Crosscut and Cascade PBS say bye Seattle Center, hello First Hill

The nonprofit media organization moves into 316 Broadway — and is looking forward to inviting the community into its new building.

Cascade Public Media’s new home at 316 Broadway.

Cascade Public Media’s new home at 316 Broadway. (Genna Martin/Crosscut)

Drivers in the “Mercer Mess,” inching their way toward the freeway, may be missing a familiar landmark along the way: The gigantic “Mossback” poster on a squat building at the northeast corner of Seattle Center is no longer offering a friendly guidepost.

Mossback Knute Berger has moved with the rest of his colleagues at Crosscut and Cascade Public Media to the company’s new home on First Hill. 

The community-funded PBS media organization moved into 316 Broadway this week after four decades on the corner of Mercer and Fifth. Cascade Public Media – also in the midst of a transition toward a new name, Cascade PBS – owned that building at 401 Mercer, but not the land underneath, which is owned by the city of Seattle. The long-term lease has ended, necessitating Cascade Public Media to find a new home.

The company began looking for a new building and raising money for the move a few years ago, according to Cascade Public Media President and CEO Rob Dunlop.

The new facility has several large gathering spaces with potential to enable new types of community engagement. “The thing this building offers is a chance for us to reimagine the ways in which we interact with the community,” Dunlop said. 

Moving day at 316 Broadway. (Genna Martin/Crosscut)

The community spaces initially will be used by Cascade Public Media for its own public events, but eventually other organizations will be invited to hold events there as well.

“We haven’t worked all the details out. We need to get settled first,” Dunlop said. “This is more visionary at this point than it is operational.”

He said the new building reflects that Cascade is more than a media company and aspires to be a community-building organization that Dunlop says “puts the public in public media.”

Berger is also looking forward to exploring the new neighborhood, which is steps away from Seattle University, a streetcar ride away from the Chinatown-International District, close to the heart of Seattle’s historically Black Central District and a short walk from the restaurants, retail and light-rail station on Capitol Hill. 

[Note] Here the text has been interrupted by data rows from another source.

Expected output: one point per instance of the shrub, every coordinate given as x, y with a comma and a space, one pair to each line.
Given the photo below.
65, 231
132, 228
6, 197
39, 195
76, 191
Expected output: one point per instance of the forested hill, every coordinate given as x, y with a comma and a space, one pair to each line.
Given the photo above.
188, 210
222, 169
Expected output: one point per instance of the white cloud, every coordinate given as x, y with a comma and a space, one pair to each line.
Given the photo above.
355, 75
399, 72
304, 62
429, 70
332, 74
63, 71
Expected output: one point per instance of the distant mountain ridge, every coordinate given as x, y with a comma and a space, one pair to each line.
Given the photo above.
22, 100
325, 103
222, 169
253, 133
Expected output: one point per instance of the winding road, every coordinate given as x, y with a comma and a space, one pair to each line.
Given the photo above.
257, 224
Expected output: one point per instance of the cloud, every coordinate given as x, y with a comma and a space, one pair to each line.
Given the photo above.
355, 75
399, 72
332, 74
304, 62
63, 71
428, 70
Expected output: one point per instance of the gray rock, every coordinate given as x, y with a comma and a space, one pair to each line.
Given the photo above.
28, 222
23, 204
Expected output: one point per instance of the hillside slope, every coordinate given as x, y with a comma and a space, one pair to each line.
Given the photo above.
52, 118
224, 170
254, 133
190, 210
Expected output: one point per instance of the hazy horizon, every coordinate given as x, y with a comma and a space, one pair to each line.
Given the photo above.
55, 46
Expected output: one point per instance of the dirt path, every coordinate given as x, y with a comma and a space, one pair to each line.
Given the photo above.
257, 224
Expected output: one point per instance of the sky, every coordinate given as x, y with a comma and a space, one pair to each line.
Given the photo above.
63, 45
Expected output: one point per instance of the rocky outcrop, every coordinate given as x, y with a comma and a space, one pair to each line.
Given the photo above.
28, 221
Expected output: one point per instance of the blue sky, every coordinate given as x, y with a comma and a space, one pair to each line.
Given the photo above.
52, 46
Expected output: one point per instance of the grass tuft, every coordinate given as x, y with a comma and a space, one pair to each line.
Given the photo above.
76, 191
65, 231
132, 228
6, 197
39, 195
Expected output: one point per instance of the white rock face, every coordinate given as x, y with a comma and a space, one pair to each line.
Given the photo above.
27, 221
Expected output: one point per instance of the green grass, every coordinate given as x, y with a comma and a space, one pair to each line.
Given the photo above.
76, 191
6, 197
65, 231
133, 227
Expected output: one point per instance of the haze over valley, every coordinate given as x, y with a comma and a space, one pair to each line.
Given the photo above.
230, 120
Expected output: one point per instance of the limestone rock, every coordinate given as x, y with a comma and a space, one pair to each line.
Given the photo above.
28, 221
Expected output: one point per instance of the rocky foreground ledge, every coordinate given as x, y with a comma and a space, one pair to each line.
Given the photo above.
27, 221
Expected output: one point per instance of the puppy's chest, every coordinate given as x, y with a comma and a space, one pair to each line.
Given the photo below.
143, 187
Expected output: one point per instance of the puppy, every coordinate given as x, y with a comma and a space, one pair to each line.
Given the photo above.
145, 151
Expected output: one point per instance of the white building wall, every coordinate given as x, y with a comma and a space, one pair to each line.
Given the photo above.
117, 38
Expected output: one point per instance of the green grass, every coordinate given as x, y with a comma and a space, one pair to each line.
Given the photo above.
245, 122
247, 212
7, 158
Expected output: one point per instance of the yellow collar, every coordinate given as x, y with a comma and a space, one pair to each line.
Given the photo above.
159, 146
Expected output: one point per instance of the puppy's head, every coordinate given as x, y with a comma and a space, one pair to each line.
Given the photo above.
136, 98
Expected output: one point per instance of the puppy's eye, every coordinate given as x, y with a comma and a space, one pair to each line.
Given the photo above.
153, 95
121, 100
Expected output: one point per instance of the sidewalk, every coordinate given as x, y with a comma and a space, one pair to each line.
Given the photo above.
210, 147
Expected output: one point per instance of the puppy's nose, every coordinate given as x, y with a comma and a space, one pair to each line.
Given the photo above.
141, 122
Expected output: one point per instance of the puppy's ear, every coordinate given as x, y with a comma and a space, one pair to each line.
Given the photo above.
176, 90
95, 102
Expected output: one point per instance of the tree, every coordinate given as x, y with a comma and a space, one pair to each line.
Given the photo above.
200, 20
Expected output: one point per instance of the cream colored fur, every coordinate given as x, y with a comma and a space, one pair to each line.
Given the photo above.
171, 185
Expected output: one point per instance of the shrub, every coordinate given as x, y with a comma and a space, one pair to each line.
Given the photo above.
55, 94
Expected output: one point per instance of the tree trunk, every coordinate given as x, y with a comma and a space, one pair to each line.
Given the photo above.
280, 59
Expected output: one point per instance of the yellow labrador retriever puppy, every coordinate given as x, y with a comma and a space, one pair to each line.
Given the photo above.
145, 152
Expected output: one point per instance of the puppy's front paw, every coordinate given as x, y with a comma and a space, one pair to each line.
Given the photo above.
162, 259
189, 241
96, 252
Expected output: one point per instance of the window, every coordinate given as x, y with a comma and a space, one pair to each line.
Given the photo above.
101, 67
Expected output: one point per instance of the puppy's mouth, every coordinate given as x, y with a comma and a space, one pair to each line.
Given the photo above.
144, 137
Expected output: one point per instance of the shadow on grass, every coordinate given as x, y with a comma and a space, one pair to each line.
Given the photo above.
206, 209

The newsroom office space at 316 Broadway. (Genna Martin/Crosscut)

Berger said the location feels more central than the previous building at Seattle Center.

“I like the location because instead of being orphaned on that corner of Seattle Center – part of it but not part. The new building puts us on doorsteps on Chinatown-International District, Central District, Capitol Hill, Rainier Valley, Yesler Terrace and Downtown, not to mention on First Hill. So it feels like more of the city is right there.”

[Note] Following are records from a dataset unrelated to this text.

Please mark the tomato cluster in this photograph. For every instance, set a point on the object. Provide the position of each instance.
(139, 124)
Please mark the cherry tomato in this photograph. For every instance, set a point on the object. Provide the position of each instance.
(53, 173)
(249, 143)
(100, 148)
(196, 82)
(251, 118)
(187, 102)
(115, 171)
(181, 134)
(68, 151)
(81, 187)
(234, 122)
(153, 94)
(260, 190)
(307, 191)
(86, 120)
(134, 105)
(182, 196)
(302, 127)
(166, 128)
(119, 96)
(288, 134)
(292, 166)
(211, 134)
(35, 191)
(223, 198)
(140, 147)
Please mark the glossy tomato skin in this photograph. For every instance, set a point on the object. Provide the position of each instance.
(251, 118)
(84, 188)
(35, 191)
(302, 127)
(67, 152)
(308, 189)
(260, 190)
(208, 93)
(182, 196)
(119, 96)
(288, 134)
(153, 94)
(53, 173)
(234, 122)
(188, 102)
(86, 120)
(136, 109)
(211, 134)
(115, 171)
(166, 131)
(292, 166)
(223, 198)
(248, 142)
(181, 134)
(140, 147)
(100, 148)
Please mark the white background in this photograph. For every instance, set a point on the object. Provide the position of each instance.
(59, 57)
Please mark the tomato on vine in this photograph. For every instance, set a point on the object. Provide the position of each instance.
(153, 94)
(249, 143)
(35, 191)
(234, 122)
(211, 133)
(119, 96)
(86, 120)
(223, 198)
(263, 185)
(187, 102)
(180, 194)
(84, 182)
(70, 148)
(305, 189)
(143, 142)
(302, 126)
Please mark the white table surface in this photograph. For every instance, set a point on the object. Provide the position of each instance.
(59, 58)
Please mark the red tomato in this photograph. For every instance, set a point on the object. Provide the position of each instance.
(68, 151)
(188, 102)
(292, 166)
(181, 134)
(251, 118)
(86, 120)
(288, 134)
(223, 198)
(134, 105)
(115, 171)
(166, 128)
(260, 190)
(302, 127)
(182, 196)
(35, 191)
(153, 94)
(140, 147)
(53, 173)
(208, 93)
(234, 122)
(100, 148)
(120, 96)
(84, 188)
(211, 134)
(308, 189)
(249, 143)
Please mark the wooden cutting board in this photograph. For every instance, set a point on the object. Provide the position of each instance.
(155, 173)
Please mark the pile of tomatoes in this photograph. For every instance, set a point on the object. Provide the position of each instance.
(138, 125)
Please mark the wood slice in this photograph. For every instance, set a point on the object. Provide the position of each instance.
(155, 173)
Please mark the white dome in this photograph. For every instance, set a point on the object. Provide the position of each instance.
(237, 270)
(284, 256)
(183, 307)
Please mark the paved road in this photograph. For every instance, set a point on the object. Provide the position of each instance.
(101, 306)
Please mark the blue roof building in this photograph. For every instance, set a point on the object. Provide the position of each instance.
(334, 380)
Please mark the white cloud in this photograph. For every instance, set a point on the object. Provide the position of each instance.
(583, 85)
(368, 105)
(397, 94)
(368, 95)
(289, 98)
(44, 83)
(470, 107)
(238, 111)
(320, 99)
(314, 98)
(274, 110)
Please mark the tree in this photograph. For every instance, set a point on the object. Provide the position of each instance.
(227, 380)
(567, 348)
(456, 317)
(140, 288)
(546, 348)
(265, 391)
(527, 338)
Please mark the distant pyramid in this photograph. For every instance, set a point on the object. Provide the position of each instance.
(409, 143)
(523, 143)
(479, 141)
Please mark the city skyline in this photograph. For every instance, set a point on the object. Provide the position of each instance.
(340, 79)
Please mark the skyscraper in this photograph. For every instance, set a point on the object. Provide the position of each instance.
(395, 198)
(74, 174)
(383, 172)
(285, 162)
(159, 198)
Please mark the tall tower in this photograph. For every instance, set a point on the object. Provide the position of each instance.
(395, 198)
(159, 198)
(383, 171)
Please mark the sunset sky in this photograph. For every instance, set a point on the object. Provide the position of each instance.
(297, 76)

Berger said he’s interested to see what the city does with the property, which once hosted the 1962 World’s Fair “girly” zone, Show Street, and was mostly dormant before the KCTS building was constructed in the 1980s. Berger pointed out that the old KCTS building is next to Memorial Stadium, which is also slated for redevelopment in the near future

A conference room and communal seating areas on the third floor. (Genna Martin/Crosscut)

Berger said he’ll miss the building and the work he did there recording the Mossback’s Northwest TV series.

“I will always have a sentimental attachment to it as the place where I got my first TV experiences as a panelist on Week in Review back in the ’90s, and then with Mossback’s Northwest. I never thought TV was a medium for me, but now I like it,” Berger said.

The city of Seattle has not said yet what it plans to do with the former KCTS building, but they are considering both short-term use and long-term redevelopment. 

A community event space at 316 Broadway. (Genna Martin/Crosscut)

A consultant to Seattle Center recommended that in the short term, the building may be best used as warehouse and storage space, which is in short supply in the area, and because the office-space market in Seattle is slow. The building’s soundproof recording and editing rooms and its television studio may be marketable for short-term rentals, the consultant, the Jacobsen Group, wrote in its report.

The 401 Mercer building was designed at a time when KCTS 9 was exclusively a broadcaster and, as Dunlop notes, a lot has changed in the world over the past 40 years. The new building is a reflection of that change.

“Not only is media very different but the needs of the community are very different around media,” he said.

The new building wouldn’t be possible without the investment community members made through their donations, he added. “We’re really grateful to our community. It’s really humbling.”